On pourrait rapprocher ce problème du récit interminable avec une des actions artistiques les plus intenses de la fin du vingtième siècle. Et étonnamment, peu de gens en connaissent son existence en dehors du milieu de la musique alternative où elle s’est déroulée. Le 23 août 1994, Bill Drummond et Jimmy Cauty, les deux fondateurs du groupe The KLF, se sont rendus sur une île éloignée d'Écosse pour brûler un million de livres anglaises, soit près de 2 millions de dollars canadiens. Ce million de livres constituait la presque totalité des profits réalisés par The KLF qui pour l’année 1991 a vendu le plus de singles dans le monde. À peu près en même temps, The KLF effaçait aussi de la circulation la totalité de son catalogue.

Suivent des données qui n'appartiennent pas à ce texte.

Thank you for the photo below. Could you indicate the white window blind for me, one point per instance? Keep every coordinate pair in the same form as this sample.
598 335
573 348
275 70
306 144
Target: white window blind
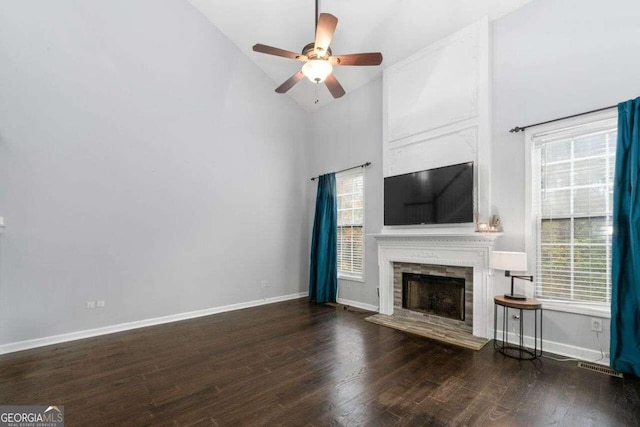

Jusqu’à il y a quelques jours, je pensais que cette performance, prosaïquement intitulée K Foundation Burn a Million Quid, s’était faite de la manière la plus festive, avec un grand bûcher extérieur et plein de gens autour. Mais non. Une vidéo sur laquelle je suis tombé montre plutôt complètement l’inverse : le million de livre s’est brûlé dans un petit foyer autour duquel deux personnes s’activaient à brûler les billets pendant qu’une troisième filmait et qu'un journaliste venu authentifier l’affaire observait. Loin de constituer une fête, c'est plutôt la nervosité et le doute qui transparaît sur le visage des chauffeurs (n.m. vx. ou région.), parce qu’il en allait tout de même de leur propre argent, de leur vie également. Il y a pour cela dans cette vidéo (que K Foundation a ensuite voulu effacer aussi, mais dont une copie a survécu) une atmosphère rituelle presque religieuse tant l'ambiance est intime et le sacrifice réel autant du point de vue économique qu'existentiel. La K foundation elle-même voulait au départ mettre cet argent à la disposition des artistes dans le besoin ("struggling artists"), mais c'est justement en mettant sur pied cette fondation que Bill Drummond et Jimmy Cauty se sont rendus compte de l’importance qu’avait à leurs yeux cette lutte (struggle) de l’artiste: « We realised that struggling artists are meant to struggle, that's the whole point. » Aujourd'hui, les Drummond et Cauty ont presque totalement abandonné la musique. Drummond s’occupent d’un modeste centre d’artistes, Cauty expose quelques projets visuels de manière irrégulière.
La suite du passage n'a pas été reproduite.